From there, the duo wanted to take advantage of directional movements in the Treasury complex using a systematic approach. That transition began in 2005, and the Cornerstone Absolute Return strategy was launched in June 2007. The strategy focuses on exchange-traded futures products across the U.S. yield curve from two-year notes up to 30-year bonds.
The Cornerstone strategy returned 11.57% in that first partial year and 11.98% in 2008. They opened the strategy up to more investors when they added a commodity pool in August 2010. It is up 2.40% for 2012 through May and has annualized 9.10% return since inception. The strategy has accomplished this with pretty tight risk measures. It maintains a margin to equity ratio of 5% and a Sharpe ratio of 1.03.

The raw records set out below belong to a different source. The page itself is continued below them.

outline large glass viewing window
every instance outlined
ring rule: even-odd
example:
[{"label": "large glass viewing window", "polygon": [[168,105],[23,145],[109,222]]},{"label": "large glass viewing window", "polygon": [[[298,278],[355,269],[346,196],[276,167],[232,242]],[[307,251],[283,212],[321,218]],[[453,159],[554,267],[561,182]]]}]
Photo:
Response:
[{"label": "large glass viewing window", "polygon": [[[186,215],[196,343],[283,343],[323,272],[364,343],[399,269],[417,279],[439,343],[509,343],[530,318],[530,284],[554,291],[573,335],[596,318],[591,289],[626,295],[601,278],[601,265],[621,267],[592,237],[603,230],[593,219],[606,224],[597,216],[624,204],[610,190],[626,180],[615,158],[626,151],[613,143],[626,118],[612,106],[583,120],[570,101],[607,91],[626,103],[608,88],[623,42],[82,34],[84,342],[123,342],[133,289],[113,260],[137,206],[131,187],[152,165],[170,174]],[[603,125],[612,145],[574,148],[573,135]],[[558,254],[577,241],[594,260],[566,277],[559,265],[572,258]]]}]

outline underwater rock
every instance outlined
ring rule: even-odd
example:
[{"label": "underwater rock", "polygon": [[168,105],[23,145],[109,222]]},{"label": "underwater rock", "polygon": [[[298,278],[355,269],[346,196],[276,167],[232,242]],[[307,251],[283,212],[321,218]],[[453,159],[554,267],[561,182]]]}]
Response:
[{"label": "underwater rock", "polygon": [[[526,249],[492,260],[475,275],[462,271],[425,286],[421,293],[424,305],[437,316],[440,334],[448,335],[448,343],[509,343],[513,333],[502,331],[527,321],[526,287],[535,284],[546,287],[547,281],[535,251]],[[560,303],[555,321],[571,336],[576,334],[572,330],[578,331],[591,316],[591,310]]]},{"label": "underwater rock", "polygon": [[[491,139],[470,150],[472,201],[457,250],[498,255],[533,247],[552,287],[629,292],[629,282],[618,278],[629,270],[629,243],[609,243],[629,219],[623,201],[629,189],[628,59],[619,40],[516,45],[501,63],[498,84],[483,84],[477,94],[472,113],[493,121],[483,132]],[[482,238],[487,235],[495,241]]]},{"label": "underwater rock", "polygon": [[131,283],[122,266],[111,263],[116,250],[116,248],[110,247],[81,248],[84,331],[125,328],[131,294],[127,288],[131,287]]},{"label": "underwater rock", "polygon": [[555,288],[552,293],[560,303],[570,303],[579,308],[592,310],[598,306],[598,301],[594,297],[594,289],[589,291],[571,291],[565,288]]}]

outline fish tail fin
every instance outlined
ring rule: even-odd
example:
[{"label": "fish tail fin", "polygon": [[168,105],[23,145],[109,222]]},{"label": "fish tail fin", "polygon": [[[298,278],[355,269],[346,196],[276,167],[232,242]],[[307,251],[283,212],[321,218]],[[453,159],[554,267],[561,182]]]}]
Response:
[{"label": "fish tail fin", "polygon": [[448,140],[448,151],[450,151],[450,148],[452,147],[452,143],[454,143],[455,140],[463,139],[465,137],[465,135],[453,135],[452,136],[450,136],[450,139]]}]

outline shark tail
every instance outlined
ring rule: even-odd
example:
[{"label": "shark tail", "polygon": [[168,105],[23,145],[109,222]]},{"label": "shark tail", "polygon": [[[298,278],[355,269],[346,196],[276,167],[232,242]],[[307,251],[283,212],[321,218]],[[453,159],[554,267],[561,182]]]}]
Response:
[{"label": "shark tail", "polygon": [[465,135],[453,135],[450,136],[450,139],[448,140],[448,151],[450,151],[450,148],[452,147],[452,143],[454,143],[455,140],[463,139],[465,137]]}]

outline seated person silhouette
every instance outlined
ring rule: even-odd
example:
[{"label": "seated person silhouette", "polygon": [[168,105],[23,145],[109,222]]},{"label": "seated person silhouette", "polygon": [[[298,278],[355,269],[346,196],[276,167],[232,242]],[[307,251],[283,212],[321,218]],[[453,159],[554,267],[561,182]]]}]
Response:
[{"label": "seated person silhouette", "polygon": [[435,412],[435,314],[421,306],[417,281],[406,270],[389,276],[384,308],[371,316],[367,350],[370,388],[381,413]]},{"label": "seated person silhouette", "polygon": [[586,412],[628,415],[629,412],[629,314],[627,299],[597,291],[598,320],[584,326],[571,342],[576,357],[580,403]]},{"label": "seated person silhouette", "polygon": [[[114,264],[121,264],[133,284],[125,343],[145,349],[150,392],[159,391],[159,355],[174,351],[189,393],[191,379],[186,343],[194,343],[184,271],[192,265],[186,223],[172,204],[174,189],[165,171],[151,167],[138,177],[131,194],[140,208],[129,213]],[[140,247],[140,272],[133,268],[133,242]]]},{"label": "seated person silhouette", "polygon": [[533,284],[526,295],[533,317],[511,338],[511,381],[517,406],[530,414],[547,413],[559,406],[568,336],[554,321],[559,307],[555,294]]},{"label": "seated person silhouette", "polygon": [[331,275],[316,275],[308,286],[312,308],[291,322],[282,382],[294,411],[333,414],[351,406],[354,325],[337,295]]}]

Hickman says Kessler’s edge is because of their understanding of what is affecting Treasuries on a macro-level. “It’s knowing what does and doesn’t matter in the Treasury market. There is so much that does make a difference in [it] that you can get caught up in every little comment,” he says. “We boil everything down to its fundamental level.”

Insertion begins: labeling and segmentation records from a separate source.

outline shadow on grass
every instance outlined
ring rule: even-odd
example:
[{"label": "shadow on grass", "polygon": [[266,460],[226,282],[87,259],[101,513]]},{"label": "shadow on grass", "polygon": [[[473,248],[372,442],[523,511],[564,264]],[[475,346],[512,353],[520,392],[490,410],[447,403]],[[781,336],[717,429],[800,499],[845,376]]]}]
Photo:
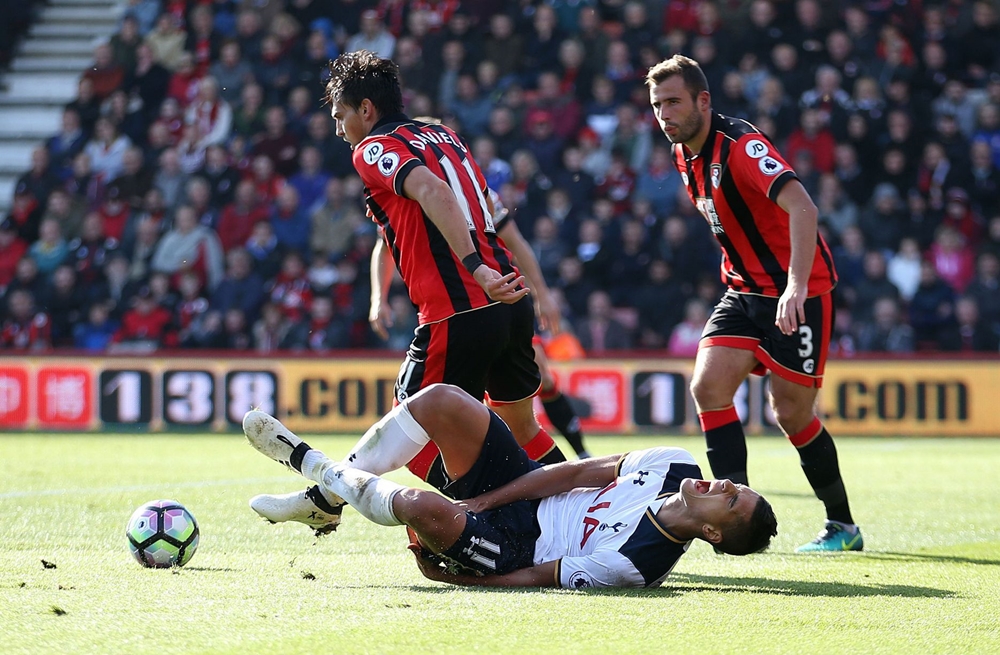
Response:
[{"label": "shadow on grass", "polygon": [[[531,588],[489,587],[431,587],[410,585],[411,591],[421,593],[451,593],[457,589],[480,593],[534,593]],[[548,591],[548,590],[546,590]],[[562,590],[560,590],[562,591]],[[682,596],[691,592],[750,592],[775,596],[806,596],[813,598],[856,598],[889,596],[895,598],[951,598],[955,592],[934,587],[899,584],[851,584],[843,582],[813,582],[805,580],[776,580],[774,578],[736,578],[727,576],[678,573],[670,576],[659,589],[586,589],[588,594],[621,597]]]},{"label": "shadow on grass", "polygon": [[855,596],[893,596],[899,598],[950,598],[955,592],[934,587],[900,584],[853,584],[846,582],[815,582],[809,580],[777,580],[774,578],[733,578],[714,575],[679,573],[666,584],[693,583],[671,587],[671,591],[749,591],[777,596],[813,596],[844,598]]},{"label": "shadow on grass", "polygon": [[987,559],[980,557],[964,557],[962,555],[936,555],[934,553],[897,553],[893,551],[864,551],[852,553],[861,559],[874,559],[886,562],[940,562],[951,564],[976,564],[979,566],[1000,566],[1000,557]]}]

To that end, they use a proprietary economic indicator that uses 21 reports, such as payrolls, ISM and personal consumption, to determine if they should be long or short the market.
The result is a more methodical strategy with a longer time frame for many trades. “We’re not traders in the sense of looking at a screen all day and trying to beat someone to a trade; we’re traders in the sense that we want this position and we probably want this position for quite a while,” Hickman says. “We’re not trying to compete on an hourly or daily basis; we’re competing on a monthly or yearly basis.”

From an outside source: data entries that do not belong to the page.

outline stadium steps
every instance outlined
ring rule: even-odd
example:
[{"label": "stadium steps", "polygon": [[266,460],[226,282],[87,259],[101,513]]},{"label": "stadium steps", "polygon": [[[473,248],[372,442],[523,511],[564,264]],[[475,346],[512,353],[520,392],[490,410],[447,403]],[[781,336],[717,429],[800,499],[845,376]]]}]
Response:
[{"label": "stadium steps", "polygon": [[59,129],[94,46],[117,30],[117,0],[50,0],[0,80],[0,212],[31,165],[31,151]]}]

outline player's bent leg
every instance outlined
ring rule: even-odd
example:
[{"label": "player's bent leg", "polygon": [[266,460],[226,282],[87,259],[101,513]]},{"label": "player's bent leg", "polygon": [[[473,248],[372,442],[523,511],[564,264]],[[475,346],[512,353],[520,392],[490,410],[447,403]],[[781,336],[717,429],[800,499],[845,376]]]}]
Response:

A key part of the trading philosophy at Kessler Investment Advisors is positioning. Hickman says that instead of focusing on when to put trades on, when to take them off and how long to keep them on, they focus on the position. “Today, I might have 13% of my trade; tomorrow I’ll have 15%. We vary it through a continuum,” he says.
Hickman handles much of the strategy’s day-to-day monitoring and trading and Kessler keeps it on track. “My role is to look at this every day and try and figure out anything that may be wrong with it,” Kessler says. “I know what’s right; I know we’re making money. So what? They key is what can go wrong?”
For Kessler and Hickman, the goal of Cornerstone is consistency in returns. It currently has about $31 million under management.
Albert Einstein once said, “Everything should be made as simple as possible, but not simpler.” At Cornerstone, they took that philosophy to heart and are proving you don’t need a complex strategy to be successful.